Au microscope, les œufs d'animaux reproducteurs jeunes et âgés peuvent sembler identiques, mais l'environnement dans lequel ils se développent est complètement différent. Les ovaires de souris reproductivement âgées sont fibreux et enflammés. L'environnement a un impact sur la croissance des œufs et conduit à une diminution de la qualité, a déclaré Francesca Duncan, chercheuse à la Northwestern University Feinberg School of Medicine.
Dans cette étude, les chercheurs ont analysé le tissu ovarien de populations de souris reproductrices « jeunes » (équivalent à des femmes au début de la vingtaine) et « vieilles » (équivalent à des femmes âgées de 38 à 45 ans). Ils ont systématiquement identifié une fibrose chez les souris « vieilles » reproductrices. Cette période d'âge est associée à un déclin de la fonction de reproduction et de la qualité des œufs chez les humains et les souris. La fibrose ovarienne est une caractéristique clé du syndrome des ovaires polykystiques, un trouble du système endocrinien courant chez les femmes en âge de procréer.
Les chercheurs ont également trouvé un type de cellule immunitaire (cellules géantes macrophages multinucléées) dans les ovaires de souris « vieilles » reproductrices uniquement. Lorsqu'elles se trouvent dans d'autres tissus, ces cellules sont associées à une inflammation chronique. Ils ont également découvert que les ovaires de souris en âge de procréer avancé exprimaient des gènes et produisaient des protéines hautement inflammatoires.

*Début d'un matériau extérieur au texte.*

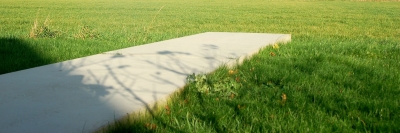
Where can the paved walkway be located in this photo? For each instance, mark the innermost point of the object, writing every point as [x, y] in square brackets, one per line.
[84, 94]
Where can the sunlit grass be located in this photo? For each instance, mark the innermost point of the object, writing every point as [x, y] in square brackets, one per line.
[340, 72]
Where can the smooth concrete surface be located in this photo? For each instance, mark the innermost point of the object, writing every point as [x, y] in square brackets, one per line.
[84, 94]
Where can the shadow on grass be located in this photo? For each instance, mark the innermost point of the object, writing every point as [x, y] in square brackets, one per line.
[17, 54]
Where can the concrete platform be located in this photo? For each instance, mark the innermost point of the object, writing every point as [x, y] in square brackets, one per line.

Notre travail établit la fibrose et l'inflammation comme caractéristiques du vieillissement de l'ovaire et jette les bases pour envisager l'utilisation de traitements anti-fibrotiques ou anti-inflammatoires pour retarder ou contrer l'impact du vieillissement reproductif, a ajouté Duncan. Ces découvertes pourraient déboucher sur de nouveaux traitements qui préservent la fertilité en retardant le vieillissement ovarien.